Configuresoft powers S.C. National Guard

Because spreading configuration changes through a network is one of the most time-consuming tasks administrators face, software that automates the process is a valuable item.

Officials at Configuresoft Inc., a small company in Woodland Park, Colo., hope federal agencies will find their offerings as compelling as commercial clients do. A few government agencies already use their Enterprise Configuration Manager and Security Update Manager.

"We're just getting our act together" with the government market, said Alex Goldstein, the company's chief executive officer.

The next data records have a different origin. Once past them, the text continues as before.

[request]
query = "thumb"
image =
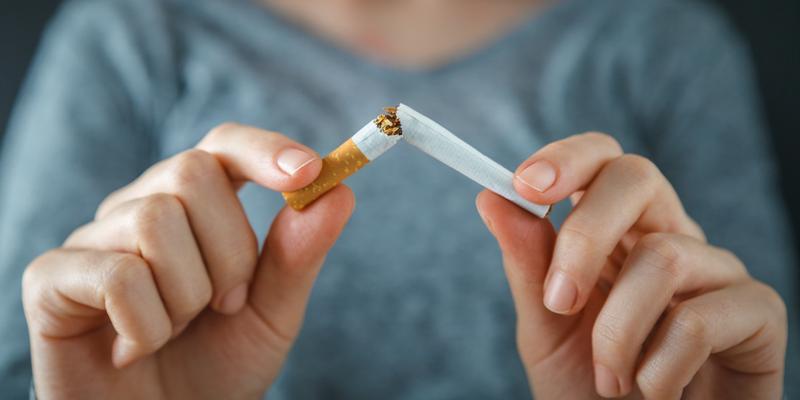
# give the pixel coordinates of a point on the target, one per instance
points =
(293, 254)
(526, 243)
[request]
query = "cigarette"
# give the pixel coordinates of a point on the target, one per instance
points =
(385, 131)
(441, 144)
(366, 145)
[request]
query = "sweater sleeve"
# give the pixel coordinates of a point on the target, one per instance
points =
(81, 128)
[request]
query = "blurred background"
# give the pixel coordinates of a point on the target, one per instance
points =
(772, 28)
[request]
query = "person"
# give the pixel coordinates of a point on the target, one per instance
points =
(136, 211)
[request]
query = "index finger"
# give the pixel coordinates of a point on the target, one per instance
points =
(564, 167)
(267, 158)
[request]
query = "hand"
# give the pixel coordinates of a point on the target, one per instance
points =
(628, 299)
(164, 294)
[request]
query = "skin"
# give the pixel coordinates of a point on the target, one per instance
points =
(165, 293)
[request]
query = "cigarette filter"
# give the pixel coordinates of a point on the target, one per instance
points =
(366, 145)
(441, 144)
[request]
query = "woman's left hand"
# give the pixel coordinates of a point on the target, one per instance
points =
(628, 299)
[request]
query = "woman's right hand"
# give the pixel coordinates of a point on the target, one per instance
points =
(165, 294)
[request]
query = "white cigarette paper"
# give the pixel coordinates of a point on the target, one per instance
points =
(443, 145)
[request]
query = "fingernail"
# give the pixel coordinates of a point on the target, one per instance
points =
(179, 329)
(539, 175)
(561, 293)
(234, 300)
(605, 381)
(292, 160)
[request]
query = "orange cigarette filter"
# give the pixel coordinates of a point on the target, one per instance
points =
(352, 155)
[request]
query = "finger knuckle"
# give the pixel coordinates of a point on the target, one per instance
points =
(244, 255)
(660, 251)
(688, 324)
(652, 385)
(223, 129)
(610, 339)
(578, 235)
(732, 260)
(33, 279)
(192, 300)
(638, 169)
(156, 211)
(156, 336)
(603, 139)
(127, 272)
(192, 168)
(775, 303)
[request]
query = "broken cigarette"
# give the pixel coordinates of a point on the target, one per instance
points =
(441, 144)
(425, 134)
(366, 145)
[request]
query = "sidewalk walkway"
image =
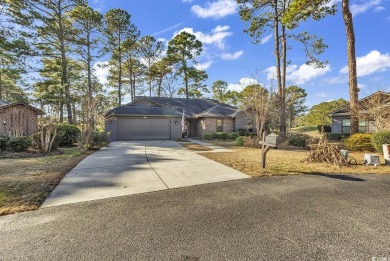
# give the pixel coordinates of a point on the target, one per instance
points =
(214, 148)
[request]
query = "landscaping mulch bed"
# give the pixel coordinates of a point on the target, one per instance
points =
(287, 162)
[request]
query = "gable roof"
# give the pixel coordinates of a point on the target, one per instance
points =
(4, 105)
(380, 96)
(193, 108)
(2, 102)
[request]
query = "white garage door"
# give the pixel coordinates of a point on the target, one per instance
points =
(144, 129)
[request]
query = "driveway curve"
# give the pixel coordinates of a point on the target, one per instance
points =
(133, 167)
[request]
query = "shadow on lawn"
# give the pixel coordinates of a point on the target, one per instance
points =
(335, 176)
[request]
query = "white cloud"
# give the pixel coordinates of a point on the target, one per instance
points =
(204, 66)
(217, 9)
(361, 86)
(357, 9)
(321, 94)
(242, 83)
(232, 56)
(170, 28)
(216, 36)
(299, 75)
(336, 80)
(332, 2)
(379, 9)
(266, 39)
(101, 71)
(161, 40)
(374, 61)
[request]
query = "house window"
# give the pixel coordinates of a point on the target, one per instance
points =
(219, 125)
(346, 126)
(362, 126)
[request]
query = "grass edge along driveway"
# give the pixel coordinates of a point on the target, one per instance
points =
(25, 183)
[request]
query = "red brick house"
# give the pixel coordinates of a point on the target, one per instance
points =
(18, 119)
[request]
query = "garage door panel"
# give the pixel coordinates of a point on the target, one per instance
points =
(144, 129)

Saved time is the value of both products, said Capt. David McNamee, secu-rity manager for the South Carolina Army National Guard. He bought Security Update Manager when there were no good tools for sending hot patches to machines on a network. Because the guard covers the whole state, sending technicians out to manually update each of its 2,000 computers takes about six weeks.

"That's the way we used to have to do it," he said.

After working with the security product, McNamee learned about Configuresoft's main offering: Enterprise Configuration Manager. The National Guard implemented the system and used it to upgrade the network servers from Microsoft Corp.'s Windows NT to XP. The system allowed network managers to assess computers on the network from a single location, even if the computer was located across the state.

"It helped us find which machines needed to be washed out," he said. "Some of the old machines didn't have enough memory to function properly with XP installed."

Businesses and agencies are likely to continue to demand configuration software for some time, said Dana Gardner, an analyst of application infrastructure and software platforms for the Yankee Group in Boston.

Manually updating systems can account for 80 percent of the cost of any upgrade project, he said. "A solution where you can configure and automate [the spread] makes a lot of sense."

Configuration errors account for many security weaknesses, said Randy Streu, Configuresoft's vice president of product development.

"The machine's not patched, or you've left services running that shouldn't be," Streu said. "People just do things to their machines that break them."

By definition, networked computers don't run in isolation, he added. The company's software can track gradual changes as computers interact with one another, and it can guide network administrators to keep the computers properly set.

"They know what they want on their machines," he said. "They spend a lot of time getting their machine ready, then they stick it out into the real world and it begins to change over time."